4. Do not post entries in the general forum, or reveal your entry, until after the contest winners have been determined or else your entry *will be disqualified*.

5. Only one entry per participant is permitted


----------



## thirdeye

rc4u said:


> 3. Entries are to be submitted to the Events Coordinator via private message by midnight Pacific Standard time on the last night of eligible voting.



I would guess the PM would work, but Post #1 has this:

*Please submit all entries to me by the end of the day on 11/7/2021. Please email all entries to [email protected]*


----------



## bmudd14474

tx smoker said:


> Brian, this is a really cool concept. I've got a ton of different sausages in the freezers and got the thinking cap on trying to decide if I can put together something that's viable to enter. On a different note, if those sausages in the pic you posted for the event were made by you, kudos sir!! Those look fantastic.
> 
> Robert



Yes made those years ago. That picture was before smoking.



SWFLsmkr1 said:


> Can i play?



Yes.





The entry has to be smoked in some fashion. The sausage can be cased or loose. Type of casing doesn't matter.


As for entries I prefer email but PM will work also.


Thanks and good luck.


----------



## JLeonard

As always I volunteer as tasting judge. Look forward to seeing what you guys pull out.
Jim


----------



## DRKsmoking

JLeonard said:


> As always I volunteer as tasting judge. Look forward to seeing what you guys pull out.
> Jim



LOL
But as a judge you can't enter

David


----------



## JLeonard

DRKsmoking
 I know my limitations. I'll sit back and watch the masters at work. Taking notes all the while.
Jim


----------



## forktender

Sausage fest !!!


----------



## Sowsage

forktender said:


> Sausage fest !!!
> View attachment 513147


Those are some good looking pups!
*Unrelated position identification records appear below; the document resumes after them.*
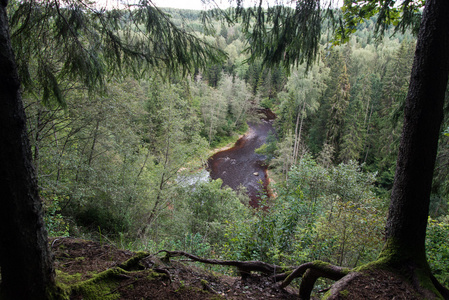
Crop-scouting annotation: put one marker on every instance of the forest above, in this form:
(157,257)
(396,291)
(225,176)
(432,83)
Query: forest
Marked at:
(126,162)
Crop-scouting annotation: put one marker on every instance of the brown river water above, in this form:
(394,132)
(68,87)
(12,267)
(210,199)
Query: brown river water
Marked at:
(240,165)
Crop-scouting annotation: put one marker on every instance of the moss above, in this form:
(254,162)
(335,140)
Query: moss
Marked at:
(134,262)
(101,286)
(66,278)
(59,291)
(406,262)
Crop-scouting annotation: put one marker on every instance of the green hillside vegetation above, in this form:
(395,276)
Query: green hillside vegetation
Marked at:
(124,163)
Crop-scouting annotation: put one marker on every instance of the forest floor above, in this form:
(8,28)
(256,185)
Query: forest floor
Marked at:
(101,271)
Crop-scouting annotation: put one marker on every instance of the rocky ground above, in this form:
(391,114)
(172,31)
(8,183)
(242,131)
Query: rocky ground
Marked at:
(90,270)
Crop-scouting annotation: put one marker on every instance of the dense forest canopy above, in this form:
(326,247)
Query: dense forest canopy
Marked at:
(124,107)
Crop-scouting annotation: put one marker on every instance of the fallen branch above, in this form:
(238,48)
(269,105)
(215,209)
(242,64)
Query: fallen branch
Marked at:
(244,267)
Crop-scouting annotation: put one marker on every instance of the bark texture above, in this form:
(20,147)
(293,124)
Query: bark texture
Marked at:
(409,208)
(26,264)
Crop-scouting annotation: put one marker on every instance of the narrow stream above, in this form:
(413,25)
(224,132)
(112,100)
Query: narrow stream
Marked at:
(240,165)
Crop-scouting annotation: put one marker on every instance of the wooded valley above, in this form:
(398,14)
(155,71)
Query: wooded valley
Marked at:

I'm a sucker for hound dogs!


----------



## forktender

Sowsage said:


> Those are some good looking pups! I'm a sucker for hound dogs!


Not mine, just a google picture.......I couldn't handle that many, one's bad enough.


----------



## daveomak

forktender
 ...   It's AMAZING they are getting along so well....   I keep hearing about discrimination and racial bias ....   Looks like black, brown and white get along just fine as long as you ain't on Pennsylvania avenue...


----------



## rc4u

i think he meant there wiener dogs{ dachshunds} ya know sausage


----------



## chopsaw

rc4u said:


> i think he meant there wiener dogs


Half a dog high , dog and a half long .


----------



## forktender

chopsaw said:


> Half a dog high , dog and a half long .


No fear, heart of a lion.


----------



## chopsaw

forktender said:


> No fear, heart of a lion


Badger dog .


----------



## foamheart

Three more days!! OMG OMG OMG!!! Its like Christmas......


----------



## HalfSmoked

forktender said:


> Sausage fest !!!
> View attachment 513147



Like your gang glad I don't live close to you my wife would want to make a visit.
Over the years I think we have had at least 10 dottie pups one that we just lost this year at 20 years old. I will say most of ours were rescue pups.

Warren


----------



## HalfSmoked

OK Ok you volunteer tasters are now disqualified. I'm pulling rank (I think) age before beauty.   

Warren


----------



## thirdeye

foamheart said:


> Three more days!! OMG OMG OMG!!! Its like Christmas......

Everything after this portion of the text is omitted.